Frank, S. A. 2010. A general model of the public goods dilemma. Journal of Evolutionary Biology 23:1245-1250.

An individually costly act that benefits all group members is a public good. Natural selection favours individual contribution to public goods only when some benefit to the individual offsets the cost of contribution. Problems of sex ratio, parasite virulence, microbial metabolism, punishment of noncooperators, and nearly all aspects of sociality have been analysed as public goods shaped by kin and group selection. Here, I develop two general aspects of the public goods problem that have received relatively little attention. First, variation in individual resources favours selfish individuals to vary their allocation to public goods. Those individuals better endowed contribute their excess resources to public benefit, whereas those individuals with fewer resources contribute less to the public good. Thus, purely selfish behaviour causes individuals to stratify into upper classes that contribute greatly to public benefit and social cohesion and to lower classes that contribute little to the public good.
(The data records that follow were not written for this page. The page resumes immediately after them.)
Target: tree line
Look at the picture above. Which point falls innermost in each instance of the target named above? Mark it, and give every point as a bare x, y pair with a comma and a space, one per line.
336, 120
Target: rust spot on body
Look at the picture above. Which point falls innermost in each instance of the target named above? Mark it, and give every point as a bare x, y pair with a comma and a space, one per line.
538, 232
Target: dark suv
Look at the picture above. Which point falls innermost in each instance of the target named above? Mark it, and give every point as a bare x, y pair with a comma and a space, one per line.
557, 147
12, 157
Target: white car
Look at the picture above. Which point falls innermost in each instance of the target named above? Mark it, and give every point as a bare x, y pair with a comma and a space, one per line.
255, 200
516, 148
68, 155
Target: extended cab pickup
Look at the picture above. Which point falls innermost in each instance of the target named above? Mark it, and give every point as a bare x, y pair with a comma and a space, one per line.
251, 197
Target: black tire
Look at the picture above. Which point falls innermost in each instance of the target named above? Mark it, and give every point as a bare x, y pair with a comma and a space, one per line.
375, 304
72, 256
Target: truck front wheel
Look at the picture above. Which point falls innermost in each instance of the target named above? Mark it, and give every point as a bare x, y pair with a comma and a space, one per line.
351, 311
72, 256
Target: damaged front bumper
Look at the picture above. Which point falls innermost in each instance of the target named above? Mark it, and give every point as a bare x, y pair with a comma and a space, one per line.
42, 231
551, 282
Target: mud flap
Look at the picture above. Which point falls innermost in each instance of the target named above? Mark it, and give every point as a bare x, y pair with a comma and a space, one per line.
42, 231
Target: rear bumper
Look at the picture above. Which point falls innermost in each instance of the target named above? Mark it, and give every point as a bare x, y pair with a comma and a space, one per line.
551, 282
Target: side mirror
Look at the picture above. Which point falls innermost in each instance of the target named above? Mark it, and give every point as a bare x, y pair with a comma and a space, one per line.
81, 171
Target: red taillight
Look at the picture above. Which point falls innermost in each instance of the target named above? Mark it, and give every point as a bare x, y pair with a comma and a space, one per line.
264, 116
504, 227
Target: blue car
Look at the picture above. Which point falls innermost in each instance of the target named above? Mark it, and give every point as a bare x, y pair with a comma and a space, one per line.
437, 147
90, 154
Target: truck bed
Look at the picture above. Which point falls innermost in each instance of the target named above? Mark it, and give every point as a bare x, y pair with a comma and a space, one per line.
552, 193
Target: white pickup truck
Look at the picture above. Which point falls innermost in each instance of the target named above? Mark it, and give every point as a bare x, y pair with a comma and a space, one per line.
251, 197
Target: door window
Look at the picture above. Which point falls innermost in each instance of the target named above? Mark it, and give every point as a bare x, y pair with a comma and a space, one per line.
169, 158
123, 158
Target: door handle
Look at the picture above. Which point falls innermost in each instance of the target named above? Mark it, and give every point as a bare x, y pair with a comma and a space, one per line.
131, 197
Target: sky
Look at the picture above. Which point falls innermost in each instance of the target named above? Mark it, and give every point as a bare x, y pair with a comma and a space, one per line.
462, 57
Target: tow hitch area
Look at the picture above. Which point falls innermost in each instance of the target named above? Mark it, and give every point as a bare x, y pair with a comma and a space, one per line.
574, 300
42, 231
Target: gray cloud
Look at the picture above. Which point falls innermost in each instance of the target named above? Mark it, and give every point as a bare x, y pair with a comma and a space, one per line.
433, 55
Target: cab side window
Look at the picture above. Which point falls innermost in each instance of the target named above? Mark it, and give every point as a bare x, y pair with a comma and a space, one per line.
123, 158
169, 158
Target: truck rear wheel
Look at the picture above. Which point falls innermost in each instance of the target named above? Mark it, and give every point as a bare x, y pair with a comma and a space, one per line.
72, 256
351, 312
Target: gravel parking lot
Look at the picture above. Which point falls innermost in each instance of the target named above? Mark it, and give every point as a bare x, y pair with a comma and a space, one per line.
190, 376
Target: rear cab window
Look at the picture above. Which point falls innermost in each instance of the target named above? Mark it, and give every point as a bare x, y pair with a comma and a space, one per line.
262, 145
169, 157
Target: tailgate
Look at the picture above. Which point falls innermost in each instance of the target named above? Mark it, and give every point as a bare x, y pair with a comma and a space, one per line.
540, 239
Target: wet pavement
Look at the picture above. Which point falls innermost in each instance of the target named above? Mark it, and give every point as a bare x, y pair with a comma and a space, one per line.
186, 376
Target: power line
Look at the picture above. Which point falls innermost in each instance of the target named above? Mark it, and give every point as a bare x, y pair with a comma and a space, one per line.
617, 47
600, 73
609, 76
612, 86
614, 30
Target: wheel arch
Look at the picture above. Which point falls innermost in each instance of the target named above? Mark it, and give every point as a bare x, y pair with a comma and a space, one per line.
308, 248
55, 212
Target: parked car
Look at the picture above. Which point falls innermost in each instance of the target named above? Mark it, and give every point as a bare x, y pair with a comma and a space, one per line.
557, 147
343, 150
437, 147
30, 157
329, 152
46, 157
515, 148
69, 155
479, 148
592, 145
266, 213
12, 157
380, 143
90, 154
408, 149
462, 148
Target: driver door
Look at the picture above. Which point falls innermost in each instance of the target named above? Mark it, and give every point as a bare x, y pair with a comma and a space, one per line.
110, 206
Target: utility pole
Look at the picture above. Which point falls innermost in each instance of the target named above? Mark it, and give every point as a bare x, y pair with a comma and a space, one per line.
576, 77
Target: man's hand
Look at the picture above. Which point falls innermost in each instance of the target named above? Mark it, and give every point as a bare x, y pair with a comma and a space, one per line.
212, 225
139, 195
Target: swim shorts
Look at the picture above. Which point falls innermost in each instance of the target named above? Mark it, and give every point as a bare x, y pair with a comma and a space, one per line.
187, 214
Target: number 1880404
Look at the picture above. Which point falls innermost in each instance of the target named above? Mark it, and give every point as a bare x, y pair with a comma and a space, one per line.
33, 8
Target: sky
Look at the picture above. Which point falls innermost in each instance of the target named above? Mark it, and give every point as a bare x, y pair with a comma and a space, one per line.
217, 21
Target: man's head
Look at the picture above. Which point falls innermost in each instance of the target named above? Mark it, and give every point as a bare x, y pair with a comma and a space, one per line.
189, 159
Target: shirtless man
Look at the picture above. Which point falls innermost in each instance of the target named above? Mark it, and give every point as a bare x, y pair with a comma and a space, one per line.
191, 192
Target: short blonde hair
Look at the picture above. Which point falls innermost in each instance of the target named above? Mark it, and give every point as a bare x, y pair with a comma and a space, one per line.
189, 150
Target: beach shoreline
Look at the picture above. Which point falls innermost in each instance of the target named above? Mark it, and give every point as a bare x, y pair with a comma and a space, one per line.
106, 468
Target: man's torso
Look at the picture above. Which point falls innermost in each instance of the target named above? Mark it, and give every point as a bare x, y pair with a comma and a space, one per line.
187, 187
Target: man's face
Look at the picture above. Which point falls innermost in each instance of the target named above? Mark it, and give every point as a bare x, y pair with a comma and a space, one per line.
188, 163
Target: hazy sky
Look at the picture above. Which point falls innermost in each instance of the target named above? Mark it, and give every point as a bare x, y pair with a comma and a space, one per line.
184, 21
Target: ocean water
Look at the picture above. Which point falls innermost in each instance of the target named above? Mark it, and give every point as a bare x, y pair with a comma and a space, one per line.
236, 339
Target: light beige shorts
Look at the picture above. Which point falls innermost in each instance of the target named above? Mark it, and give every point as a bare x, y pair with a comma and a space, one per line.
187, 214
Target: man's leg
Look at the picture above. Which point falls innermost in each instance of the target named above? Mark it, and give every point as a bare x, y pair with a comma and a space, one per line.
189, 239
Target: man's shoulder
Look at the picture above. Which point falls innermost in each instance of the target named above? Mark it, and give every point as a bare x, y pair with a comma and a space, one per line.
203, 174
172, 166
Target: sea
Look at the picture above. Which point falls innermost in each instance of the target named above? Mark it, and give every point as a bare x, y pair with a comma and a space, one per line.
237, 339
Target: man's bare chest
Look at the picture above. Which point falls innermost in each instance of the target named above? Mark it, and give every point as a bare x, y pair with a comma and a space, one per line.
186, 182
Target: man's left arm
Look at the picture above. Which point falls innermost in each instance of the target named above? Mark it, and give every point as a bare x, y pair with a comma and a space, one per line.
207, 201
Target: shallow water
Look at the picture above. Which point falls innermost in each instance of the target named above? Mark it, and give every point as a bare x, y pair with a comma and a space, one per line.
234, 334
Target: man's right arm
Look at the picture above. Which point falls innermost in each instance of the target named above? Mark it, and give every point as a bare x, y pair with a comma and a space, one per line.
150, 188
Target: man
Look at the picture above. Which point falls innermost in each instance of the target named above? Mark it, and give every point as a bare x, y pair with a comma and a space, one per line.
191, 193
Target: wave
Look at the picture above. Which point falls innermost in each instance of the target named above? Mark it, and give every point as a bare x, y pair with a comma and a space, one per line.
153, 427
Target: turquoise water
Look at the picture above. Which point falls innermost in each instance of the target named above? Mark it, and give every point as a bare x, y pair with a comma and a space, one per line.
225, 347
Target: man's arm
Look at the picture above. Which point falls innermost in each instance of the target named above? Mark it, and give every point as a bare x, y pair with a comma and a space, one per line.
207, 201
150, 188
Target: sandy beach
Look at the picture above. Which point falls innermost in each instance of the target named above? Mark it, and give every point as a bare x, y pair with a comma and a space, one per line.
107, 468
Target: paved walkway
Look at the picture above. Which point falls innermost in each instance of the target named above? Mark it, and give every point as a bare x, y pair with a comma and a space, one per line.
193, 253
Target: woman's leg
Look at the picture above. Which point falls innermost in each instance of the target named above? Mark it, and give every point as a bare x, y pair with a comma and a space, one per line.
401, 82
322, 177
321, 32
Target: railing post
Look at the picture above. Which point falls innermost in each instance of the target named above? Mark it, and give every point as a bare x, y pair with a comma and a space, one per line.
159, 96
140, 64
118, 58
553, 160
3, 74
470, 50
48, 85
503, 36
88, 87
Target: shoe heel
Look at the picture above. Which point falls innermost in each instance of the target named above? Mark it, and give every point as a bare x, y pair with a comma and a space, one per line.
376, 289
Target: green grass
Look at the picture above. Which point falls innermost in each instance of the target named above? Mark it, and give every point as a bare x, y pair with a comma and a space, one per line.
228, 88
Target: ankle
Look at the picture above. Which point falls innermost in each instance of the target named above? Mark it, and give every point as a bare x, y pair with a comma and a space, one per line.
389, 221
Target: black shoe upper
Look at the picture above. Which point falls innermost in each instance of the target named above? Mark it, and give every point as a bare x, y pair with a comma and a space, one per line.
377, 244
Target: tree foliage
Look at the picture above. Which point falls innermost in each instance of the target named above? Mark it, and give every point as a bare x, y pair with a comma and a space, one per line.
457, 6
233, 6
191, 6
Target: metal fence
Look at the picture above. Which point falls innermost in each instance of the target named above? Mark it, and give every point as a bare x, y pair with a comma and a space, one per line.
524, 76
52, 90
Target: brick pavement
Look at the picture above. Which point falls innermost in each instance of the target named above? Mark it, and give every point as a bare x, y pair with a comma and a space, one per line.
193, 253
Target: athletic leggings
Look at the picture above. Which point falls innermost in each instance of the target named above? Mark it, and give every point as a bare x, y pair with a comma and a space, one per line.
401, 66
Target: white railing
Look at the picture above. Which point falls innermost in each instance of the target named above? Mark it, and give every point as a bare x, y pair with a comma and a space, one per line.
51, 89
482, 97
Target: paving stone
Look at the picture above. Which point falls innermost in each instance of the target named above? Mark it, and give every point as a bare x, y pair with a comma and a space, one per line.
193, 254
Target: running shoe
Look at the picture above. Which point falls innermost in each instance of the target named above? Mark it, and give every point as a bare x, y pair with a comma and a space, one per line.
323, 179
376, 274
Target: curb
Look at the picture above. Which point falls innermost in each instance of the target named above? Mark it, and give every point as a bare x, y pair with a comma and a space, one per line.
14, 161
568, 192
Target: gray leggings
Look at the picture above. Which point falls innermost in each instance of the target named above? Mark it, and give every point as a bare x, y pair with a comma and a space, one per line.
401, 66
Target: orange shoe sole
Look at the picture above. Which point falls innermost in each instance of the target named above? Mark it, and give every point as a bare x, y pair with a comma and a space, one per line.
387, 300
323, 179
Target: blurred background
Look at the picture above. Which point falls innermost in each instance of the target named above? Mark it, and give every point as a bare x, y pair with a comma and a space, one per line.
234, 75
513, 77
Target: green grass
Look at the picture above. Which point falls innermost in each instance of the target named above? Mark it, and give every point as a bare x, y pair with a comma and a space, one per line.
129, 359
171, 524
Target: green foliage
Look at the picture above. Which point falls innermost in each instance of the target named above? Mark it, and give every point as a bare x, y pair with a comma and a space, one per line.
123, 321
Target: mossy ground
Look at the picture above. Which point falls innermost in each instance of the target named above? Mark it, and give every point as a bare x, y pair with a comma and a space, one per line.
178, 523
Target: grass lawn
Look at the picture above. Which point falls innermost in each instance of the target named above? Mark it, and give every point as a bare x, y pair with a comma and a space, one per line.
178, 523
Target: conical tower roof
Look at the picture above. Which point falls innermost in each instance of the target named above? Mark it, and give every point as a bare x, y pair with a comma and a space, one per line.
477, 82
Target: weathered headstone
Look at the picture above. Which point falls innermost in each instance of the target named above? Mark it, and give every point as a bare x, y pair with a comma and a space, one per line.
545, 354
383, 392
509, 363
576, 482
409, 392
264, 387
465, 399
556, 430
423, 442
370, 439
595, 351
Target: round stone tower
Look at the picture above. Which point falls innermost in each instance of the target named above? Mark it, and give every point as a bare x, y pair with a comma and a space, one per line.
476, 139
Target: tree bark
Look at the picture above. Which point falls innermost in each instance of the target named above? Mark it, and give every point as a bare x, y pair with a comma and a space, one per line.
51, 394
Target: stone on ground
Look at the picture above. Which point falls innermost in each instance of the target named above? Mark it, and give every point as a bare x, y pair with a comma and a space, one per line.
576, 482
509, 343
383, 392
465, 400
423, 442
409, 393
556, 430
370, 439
Second, if group success absolutely requires production of the public good, then the pressure favouring production is relatively high. By contrast, if group success depends weakly on the public good, then the pressure favouring production is relatively weak. Stated in this way, it is obvious that the role of baseline success is important. However, discussions of public goods problems sometimes fail to emphasize this point sufficiently. The models here suggest simple tests for the roles of resource variation and baseline success. Given the widespread importance of public goods, better models and tests would greatly deepen our understanding of many processes in biology and sociality.